Dislocations in the commercial lines markets suggest that there are factors at work beyond oft-critized regulatory obstacles that limit price increases, such as the increased unpredictability that climate change has brought to catastrophic losses projections. In its response to the 2005 Carbon Disclosure Project survey, Bermuda-based ACE Limited has remarked that

"[r]adical changes in natural catastrophe frequency and/or severity could eliminate certain of our markets [sic] through physical damage, price escalation, or regulatory activity... unpredictability could negate the use of actuarial techniques and undermine our ability to price and risk-manage product offerings."

Climate change of course conspires with settlement and land-use planning practices that magnify exposures to catastrophes.

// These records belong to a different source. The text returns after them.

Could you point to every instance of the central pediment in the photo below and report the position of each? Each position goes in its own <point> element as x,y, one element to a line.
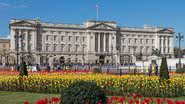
<point>101,26</point>
<point>166,30</point>
<point>23,23</point>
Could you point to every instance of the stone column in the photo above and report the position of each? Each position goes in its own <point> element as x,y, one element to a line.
<point>52,39</point>
<point>171,45</point>
<point>104,42</point>
<point>110,42</point>
<point>20,45</point>
<point>166,44</point>
<point>162,44</point>
<point>26,38</point>
<point>98,42</point>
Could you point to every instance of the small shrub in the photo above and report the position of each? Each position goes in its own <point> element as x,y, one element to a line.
<point>164,74</point>
<point>83,92</point>
<point>180,70</point>
<point>97,70</point>
<point>23,69</point>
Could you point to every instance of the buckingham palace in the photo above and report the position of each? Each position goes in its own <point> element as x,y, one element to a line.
<point>91,42</point>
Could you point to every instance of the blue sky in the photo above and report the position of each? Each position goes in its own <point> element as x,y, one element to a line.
<point>131,13</point>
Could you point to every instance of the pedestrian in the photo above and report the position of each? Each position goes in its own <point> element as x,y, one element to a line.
<point>150,70</point>
<point>156,70</point>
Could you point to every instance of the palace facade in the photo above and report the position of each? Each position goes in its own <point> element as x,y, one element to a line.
<point>91,42</point>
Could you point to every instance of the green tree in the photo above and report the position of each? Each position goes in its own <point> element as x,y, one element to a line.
<point>177,51</point>
<point>164,74</point>
<point>83,92</point>
<point>23,69</point>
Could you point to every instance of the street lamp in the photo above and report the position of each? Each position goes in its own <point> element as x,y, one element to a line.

Insurers are recognizing that simply raising prices to keep pace with the impacts of climate change may be an elusive undertaking. Travelers summed up the predicament in its latest (2008) response to the Carbon Disclosure Project survey:

"Our ability to adjust pricing, modify contractual underwriting terms or reduce exposure to the extent necessary to offset the rising costs of catastrophes may be limited due to considerations of public policy, the evolving political environment and/or social responsibilities. A consequence of trying to price this exposure appropriately is reduced consumer demand for property insurance coverage due to the increased cost of obtaining such coverage. Also, the inability to offer catastrophe exposed insurance coverage at affordable rates and at adequate financial returns may discourage our customers from purchasing non-catastrophe exposed insurance coverage from us."

The availability-affordability issue places a bright light on the respective roles of the public sector and insurers. For example, according to the Boston Globe, 150,000 Massachusetts residents and about 40 percent of homeowners on Cape Cod get their homeowners' insurance from the FAIR ("Fair Access to Insurance Requirements") Plan, because they are no longer able to obtain affordable coverage in the private market (Blanton 2008). While the crisis of insurance availability and affordability has deepened, a study from the U.S. Governmental Accountability Office brought into question the ability of government-backed insurance to provide a reliable alternative (USGAO 2007). Questions have since been raised about the capacity of the much-noted public insurance mechanism of last resort in Florida—Florida Hurricane Catastrophe Fund—to withstand major storms (Greenwald 2008). The issue extends well beyond the U.S. borders. As a case in point, after its members suffered a stunning $6 billion in projected insured flooding losses during the summer of 2007 (180,000 claims), the Association of British Insurers called on the U.K. government to step up its investment in flood defenses as a necessary condition for maintaining insurability (ABI 2008c; Wearden 2007). Also in 2007, European windstorm Kyrill inflicted $10 billion in losses on insurers (Felsted 2007).

Restriction of insurance is often criticized, yet, in some cases, it can also be viewed as a recognition of previously hidden costs and an indication of society's limited ability to buy its way out of the effects of climate change.